Chapters V & VI Read them at your own pace (slowly, please!)
The Final Chapter • Look again at Chapter VI. • Just as you did with the first chapter, write a narrative or script in your groups. • Then perform it in front of the rest of the class! Time allowed: 20 mins
How will it end? • Discuss in groups of 3 other ways in which Shaun Tan might have ended the novel. (5mins) • As with prose, graphic novels still contain the elements of: context, characters, setting, plot, themes, symbols etc. What do each of these terms mean? Can you give examples of each? Discuss and feedback, writing your thoughts on the board for each element. (7mins)
Task 1: Using Presentational Devices • Produce a holiday brochure for the ‘new’ country the main character goes to in The Arrival. Use language, structure and layout to persuade the reader to visit. Look at the examples provided (courtesy of Thomas Cook!).
Presentational Devices Look at the travel brochures you’ve been given: what presentational devices have been used?

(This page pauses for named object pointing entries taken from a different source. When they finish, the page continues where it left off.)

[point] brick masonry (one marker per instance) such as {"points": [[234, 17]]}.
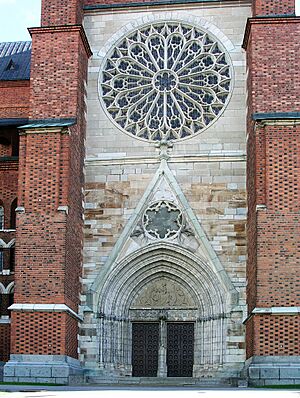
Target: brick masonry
{"points": [[48, 255], [273, 189], [210, 169]]}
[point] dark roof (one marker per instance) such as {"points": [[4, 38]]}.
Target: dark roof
{"points": [[42, 123], [15, 60]]}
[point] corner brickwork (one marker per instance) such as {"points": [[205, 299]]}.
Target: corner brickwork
{"points": [[273, 7], [273, 192], [49, 223]]}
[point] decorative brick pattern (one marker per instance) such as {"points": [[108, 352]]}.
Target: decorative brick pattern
{"points": [[277, 335], [49, 231], [61, 12], [273, 83], [4, 342], [44, 333], [273, 179], [16, 94], [273, 7]]}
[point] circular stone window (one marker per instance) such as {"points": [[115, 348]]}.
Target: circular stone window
{"points": [[166, 81], [162, 220]]}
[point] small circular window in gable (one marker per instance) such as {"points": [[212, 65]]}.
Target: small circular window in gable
{"points": [[162, 220], [166, 81]]}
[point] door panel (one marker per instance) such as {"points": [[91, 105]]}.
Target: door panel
{"points": [[180, 349], [145, 340]]}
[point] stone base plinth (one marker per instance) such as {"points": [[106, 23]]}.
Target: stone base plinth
{"points": [[273, 370], [57, 369]]}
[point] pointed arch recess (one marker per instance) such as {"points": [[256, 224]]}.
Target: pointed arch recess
{"points": [[162, 259]]}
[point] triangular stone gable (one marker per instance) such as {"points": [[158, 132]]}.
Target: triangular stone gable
{"points": [[164, 186]]}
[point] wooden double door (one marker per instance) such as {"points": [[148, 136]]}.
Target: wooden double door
{"points": [[147, 341]]}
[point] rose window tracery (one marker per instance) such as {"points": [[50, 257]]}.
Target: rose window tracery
{"points": [[166, 81]]}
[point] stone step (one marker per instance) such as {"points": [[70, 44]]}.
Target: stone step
{"points": [[161, 381]]}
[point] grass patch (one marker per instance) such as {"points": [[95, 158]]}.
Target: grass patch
{"points": [[282, 387], [13, 383]]}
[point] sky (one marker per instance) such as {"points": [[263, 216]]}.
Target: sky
{"points": [[17, 15]]}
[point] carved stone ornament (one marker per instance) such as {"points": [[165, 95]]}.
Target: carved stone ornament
{"points": [[163, 293], [162, 220], [166, 81]]}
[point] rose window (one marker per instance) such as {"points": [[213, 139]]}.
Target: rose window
{"points": [[166, 81], [162, 220]]}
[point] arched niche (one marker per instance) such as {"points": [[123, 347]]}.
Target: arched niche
{"points": [[186, 289]]}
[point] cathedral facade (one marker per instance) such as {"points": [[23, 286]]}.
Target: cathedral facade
{"points": [[149, 202]]}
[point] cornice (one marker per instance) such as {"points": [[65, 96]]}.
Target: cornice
{"points": [[157, 3], [264, 20], [64, 28]]}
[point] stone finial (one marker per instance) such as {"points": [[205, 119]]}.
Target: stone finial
{"points": [[164, 147]]}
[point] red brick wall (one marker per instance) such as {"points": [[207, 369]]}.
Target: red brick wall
{"points": [[61, 12], [276, 335], [56, 74], [273, 180], [48, 255], [44, 333], [16, 103], [8, 187], [274, 68], [4, 342], [275, 7], [94, 2]]}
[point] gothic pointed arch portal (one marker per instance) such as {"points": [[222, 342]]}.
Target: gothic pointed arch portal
{"points": [[162, 284]]}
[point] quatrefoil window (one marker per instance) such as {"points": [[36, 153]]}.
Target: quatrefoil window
{"points": [[162, 220], [166, 81]]}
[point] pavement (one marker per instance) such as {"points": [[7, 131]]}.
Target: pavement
{"points": [[13, 391]]}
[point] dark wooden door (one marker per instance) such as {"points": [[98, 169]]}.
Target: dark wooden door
{"points": [[145, 340], [180, 349]]}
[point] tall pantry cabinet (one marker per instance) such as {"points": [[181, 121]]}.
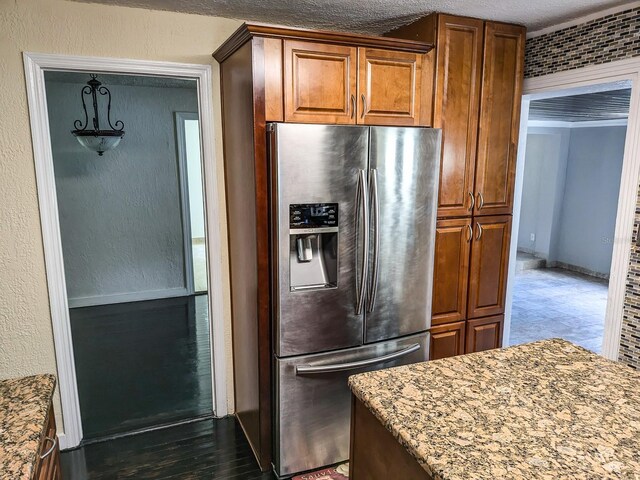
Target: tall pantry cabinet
{"points": [[476, 102]]}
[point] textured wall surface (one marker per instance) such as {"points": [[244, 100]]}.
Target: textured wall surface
{"points": [[545, 170], [120, 214], [58, 26], [590, 200], [602, 40]]}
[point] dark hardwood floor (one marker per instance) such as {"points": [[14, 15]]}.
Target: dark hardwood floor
{"points": [[206, 449], [142, 364]]}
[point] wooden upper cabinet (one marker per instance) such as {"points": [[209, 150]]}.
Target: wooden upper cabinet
{"points": [[447, 340], [451, 270], [319, 82], [489, 265], [389, 87], [457, 98], [499, 118], [484, 334]]}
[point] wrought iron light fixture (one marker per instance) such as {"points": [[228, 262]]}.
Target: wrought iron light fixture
{"points": [[95, 139]]}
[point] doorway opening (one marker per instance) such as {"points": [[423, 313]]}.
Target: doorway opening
{"points": [[130, 221], [573, 161]]}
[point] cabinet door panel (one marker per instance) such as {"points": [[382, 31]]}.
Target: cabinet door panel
{"points": [[389, 87], [447, 340], [484, 334], [457, 99], [489, 265], [451, 270], [319, 82], [499, 118]]}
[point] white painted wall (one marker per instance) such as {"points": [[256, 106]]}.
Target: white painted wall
{"points": [[590, 199], [120, 214], [194, 175], [570, 195], [544, 179]]}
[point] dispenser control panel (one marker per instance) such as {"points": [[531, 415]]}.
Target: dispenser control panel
{"points": [[313, 215]]}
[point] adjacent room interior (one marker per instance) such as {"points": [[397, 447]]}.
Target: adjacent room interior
{"points": [[132, 224], [570, 187]]}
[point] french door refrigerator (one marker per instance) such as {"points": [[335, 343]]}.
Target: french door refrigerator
{"points": [[352, 238]]}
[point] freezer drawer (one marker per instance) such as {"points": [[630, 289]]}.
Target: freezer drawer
{"points": [[313, 400]]}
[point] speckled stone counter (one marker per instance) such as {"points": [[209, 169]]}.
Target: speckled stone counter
{"points": [[24, 403], [544, 410]]}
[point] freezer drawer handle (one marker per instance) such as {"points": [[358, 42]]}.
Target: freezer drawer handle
{"points": [[363, 210], [375, 206], [337, 367]]}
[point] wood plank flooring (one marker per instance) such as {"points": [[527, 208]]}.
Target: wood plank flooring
{"points": [[142, 364], [206, 449]]}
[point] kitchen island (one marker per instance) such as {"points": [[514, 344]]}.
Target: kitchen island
{"points": [[544, 410], [28, 444]]}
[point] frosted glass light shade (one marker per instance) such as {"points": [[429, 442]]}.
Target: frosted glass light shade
{"points": [[101, 141]]}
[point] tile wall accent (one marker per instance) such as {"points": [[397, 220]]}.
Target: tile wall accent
{"points": [[602, 40]]}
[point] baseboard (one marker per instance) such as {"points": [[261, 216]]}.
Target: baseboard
{"points": [[62, 442], [127, 297], [577, 269]]}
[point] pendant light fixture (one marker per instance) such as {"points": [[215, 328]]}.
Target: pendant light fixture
{"points": [[95, 139]]}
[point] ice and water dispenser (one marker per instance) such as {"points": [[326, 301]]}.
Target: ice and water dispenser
{"points": [[313, 246]]}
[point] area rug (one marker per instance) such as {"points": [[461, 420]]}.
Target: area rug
{"points": [[339, 472]]}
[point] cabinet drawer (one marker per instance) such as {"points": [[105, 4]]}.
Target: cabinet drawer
{"points": [[484, 334], [489, 266], [451, 270], [447, 340], [389, 87], [319, 82]]}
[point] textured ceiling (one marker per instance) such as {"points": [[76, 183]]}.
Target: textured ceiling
{"points": [[377, 16], [611, 105]]}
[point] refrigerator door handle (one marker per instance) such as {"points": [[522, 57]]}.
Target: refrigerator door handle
{"points": [[363, 213], [337, 367], [375, 205]]}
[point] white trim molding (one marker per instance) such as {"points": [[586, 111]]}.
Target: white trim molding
{"points": [[547, 86], [35, 65]]}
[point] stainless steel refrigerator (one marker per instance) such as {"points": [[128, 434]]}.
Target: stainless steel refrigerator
{"points": [[353, 237]]}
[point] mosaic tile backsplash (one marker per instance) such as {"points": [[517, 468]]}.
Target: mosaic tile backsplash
{"points": [[611, 37]]}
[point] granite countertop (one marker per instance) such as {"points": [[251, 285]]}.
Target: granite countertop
{"points": [[543, 410], [24, 404]]}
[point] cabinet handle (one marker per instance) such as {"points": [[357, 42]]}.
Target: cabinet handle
{"points": [[54, 442]]}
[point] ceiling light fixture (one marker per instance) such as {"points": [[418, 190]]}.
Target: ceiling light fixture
{"points": [[95, 139]]}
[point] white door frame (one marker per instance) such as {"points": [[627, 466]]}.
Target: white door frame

Task 2: Speaking & Listening/Role Play(in pairs/groups of three) • Choose an interviewer • Choose an interviewee/two interviewees (they might be the man and wife) • Prepare an interview for a late night radio show (similar to ‘Letters from America’). The opening comment from the interviewer could be along the following lines: • “Good evening and welcome to Radio 4’s Letters from Angovia. Tonight we speak with expatriates Albert and Doris Spinwiddle who left Europe to begin a new life on the other side of the Flantababadosie Ocean…” • Reveal to us what life is like and draw a verbal picture of specific details when recounting your experiences & reminiscing over your first impressions.
Task 3: Travel Writing • Produce a piece of travel writing that, in a sense, reviews the places you experience in The Arrival, commenting on people, places & culture. (Individual, assessed for folders) OR • Produce a piece of travel writing that, in a sense, reviews the place you’ve been, commenting on people, places & culture. • You should use: descriptive language (appeal to the senses using appropriate adjectives, adverbs and their antonyms) AND a variety of sentence structures (a range of short and complex sentences as appropriate). • Word Limit: 800 • Time Limit: 3 lessons
Example: Notes from a Small Island (by Bill Bryson) My first sight of England was on a foggy March night in 1973 when I first arrived on the midnight ferry from Calais. For twenty minutes, the terminal area was as warm with activity as cars and lorries poured forth, customs people did their duties, and everyone made for the London road. Then abruptly all was silence and I wandered through sleeping, low-lit streets threaded with fog, just like in a Bulldog Drummond movie. It was rather wonderful having an English town all to myself. The only mildly dismaying thing was that all the hotels and guesthouses appeared to be shut up for the night. I walked as far as the rail station, thinking I’d catch a train to London but the station too was dark and shuttered. I was standing, wondering what to do when I noticed a grey light of television filling an upstairs window of a guesthouse across the road.